因为毫无准备,险些被摔得背过气去,而那个始作俑者转瞬压了上来。
“放开我,千羽墨,你……”
语气忽止,因为千羽墨只是制住她,捉了她的手用力的搓着。
跪了这半天,她的确有些冻僵了。
见她渐渐安静,身子也开始恢复温度,千羽墨放开手,却没有离开,只一瞬不瞬的看她:“最近好吗?”
她几乎想笑,她在长乐宫待了快一个月了,他踪影全无,这会却来问她好不好。
倒也是,梦妃的身子乃宫中的“重中之重”,他自是要陪伴左右,又怎能……
而且,她算什么,她不过是个替代品。梦妃说得对,他对她的好,其实都是想给心中那人的,如今,他终于找对了人了。
“还想待多久?”他也不等她回答,再次发问。
她怒,翻身而起,转瞬被他压了回去。
“我不是不想去看你,只是老太妃昏迷之前,忽然遣人告诉我说有话要对我讲。
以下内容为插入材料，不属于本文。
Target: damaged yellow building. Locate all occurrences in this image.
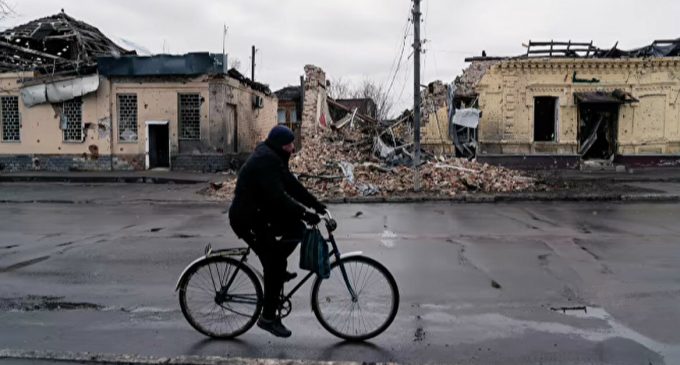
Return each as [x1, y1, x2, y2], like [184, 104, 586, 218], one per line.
[0, 12, 278, 172]
[476, 41, 680, 167]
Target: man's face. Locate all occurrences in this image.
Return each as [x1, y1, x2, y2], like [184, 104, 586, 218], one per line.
[281, 142, 295, 155]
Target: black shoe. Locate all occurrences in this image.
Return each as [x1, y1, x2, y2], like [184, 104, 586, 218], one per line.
[257, 317, 293, 337]
[285, 271, 297, 281]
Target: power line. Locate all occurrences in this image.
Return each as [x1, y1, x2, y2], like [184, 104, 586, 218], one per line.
[385, 6, 411, 106]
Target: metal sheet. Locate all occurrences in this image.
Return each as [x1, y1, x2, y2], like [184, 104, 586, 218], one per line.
[21, 74, 99, 107]
[574, 91, 626, 104]
[453, 108, 479, 128]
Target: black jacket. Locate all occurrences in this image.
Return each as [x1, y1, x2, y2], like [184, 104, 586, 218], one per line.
[229, 142, 322, 237]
我下朝后,都是在延福宫,可是……”
直到最后,他也不知老太妃要跟他说什么。
他看住洛雯儿:“而且我也想看看你,到底能忍多久?”
什么意思?
洛雯儿回视他。
“在斗香大会上,你可以据理力争。面对茹妃的歹毒,你也可以以牙还牙,为什么现在,你一言不发?”说到最后,已是眯起了凤眸。
洛雯儿看着他,忽然一笑:“因为那时,有人在背后支持我,相信我,我可以做任何我想做的事。可是如今……”
如今我还有什么?
千羽墨默默的睇着她,忽然俯下身子抱住她,脸埋在她的颈窝:“我要说什么你才能相信呢?我真的什么也不记得了,我不知道,我真的不知道……”
这是他最痛苦的事。
自打得知聂紫烟怀孕,他曾反复回忆过多次。
端午,他的确醉酒,然而他从未醉到醒来后什么也记不得的程度,唯一值得怀疑的,是有人在酒里下了药。那夜,聂紫烟的确很温柔……
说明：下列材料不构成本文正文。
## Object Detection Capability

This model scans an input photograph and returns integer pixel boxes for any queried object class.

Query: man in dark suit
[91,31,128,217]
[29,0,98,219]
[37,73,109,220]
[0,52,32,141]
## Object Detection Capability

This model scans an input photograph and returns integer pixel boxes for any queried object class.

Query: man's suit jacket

可是醒来时,他是睡在榻上,衣服也穿得好好的,否则他也不能就此疏忽那夜的异样。
这段日子,他也去过永安宫,努力回想当日的情景,可是……
“云彩,我真的不知道,或许是因为醉酒,可那不是我愿意的,你能原谅我吗?我保证我以后再也不……”
作为一个男人这样恳求她,作为一个国主这样恳求她,或许她的确不该再坚持,而且自己无法为他延育后代,难道还不许别人……
千羽翼的大寮已经要后继有人了,难道就让他……
不论是否因酒误事,他这么做,的确无可厚非。
“云彩,你别这样。你不知道,这些日子我很难过,我怕你不理我,怕我失去你,我夜夜噩梦,醒来后你却不在身边。我想过去找你,可是……”
然而洛雯儿想的却是他抱住受伤的聂紫烟,撕心裂肺的喊她的名字,想到他对自己说,“那时,我只能选择救她,因为我知道你可以脱身,而她,没有我,会死……”
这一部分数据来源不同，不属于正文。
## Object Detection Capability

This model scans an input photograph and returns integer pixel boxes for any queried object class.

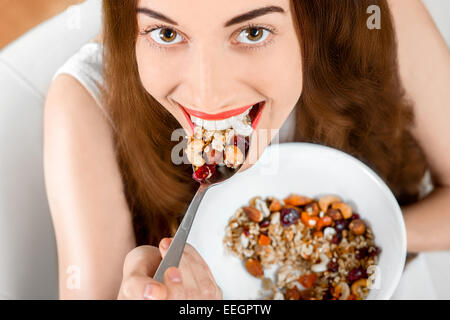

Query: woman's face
[136,0,302,170]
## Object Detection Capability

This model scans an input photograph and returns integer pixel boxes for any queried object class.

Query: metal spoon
[153,156,248,283]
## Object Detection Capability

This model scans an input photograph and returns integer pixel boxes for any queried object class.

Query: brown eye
[246,28,263,41]
[159,28,177,42]
[147,26,184,45]
[237,26,273,44]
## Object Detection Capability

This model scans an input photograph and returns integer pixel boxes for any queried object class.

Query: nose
[185,44,232,113]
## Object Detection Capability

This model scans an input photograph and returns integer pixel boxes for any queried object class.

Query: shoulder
[43,74,136,299]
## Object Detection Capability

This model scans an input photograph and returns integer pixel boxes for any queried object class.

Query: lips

她闭了眼,老太妃的话又浮到耳边……人生苦短,得享受就享受!
老太妃,这就是生存的法则吗?
“云彩,别离开我,留下来,好不好……”
身边的人喃喃着,吻带着湿意,落在她的鬓角。
这一夜,洛雯儿留了下来。
千羽墨抱着她,直到天亮。
天亮时,他说:“你又瘦了。”
她对着承尘:“你也憔悴了不少。”
他看着她,叹了口气,轻轻吻了吻她的鬓角。
日子又开始继续了。
洛尚仪回了碧迟宫,这已是人所共知的事,却没有掀起什么轩然大波,因为相比于怀了龙嗣的梦妃,有谁会留意一个随时会失宠,或者说已经失宠的尚仪呢。
☆、528带你出宫
千羽墨合了奏折,揉了揉眉心……曾经,他每看几本奏折就可以吵着说眼睛疼,头疼,然后便有一双小手温柔的抚过他的眉,他的额角,问他:“还疼吗?”
“尚仪呢?”
胡纶小心翼翼上前:“在华兴山呢。”
“华兴山?她去那干什么?”
“小的也不知,总之盼云说她这几日就在上面呆着,也不说话……”
自打洛雯儿这次回来,除了陪他上朝,他几乎看不到她的人影,这会竟又跑到山上去了,她不知道就要入冬了吗?她不知道山上的风很大吗?
想到这,神思忽然一滞。
而胡纶恰好凑过来,小眼闪闪:“尚仪,怕是想家了吧?”
想家?
华兴山,是宫里最高的山,站在上面,可以一览整个王城。那一年,他曾经立在山顶,遥望千羽翼接她出宫。
他眉心一紧,旋即走出殿门。
“云彩,你看我这身打扮怎么样?”
洛雯儿回了头,但见他依旧一身雪衣,却是加了不少点缀,如同一个玩世不恭的公子哥。
心不在焉的低了头,继续拨弄罐中香料:“好。”
千羽墨看起来心情很不错,再次跑到她面前晃悠:“你说,若是与这一身相配,该有一套怎样的女装呢?”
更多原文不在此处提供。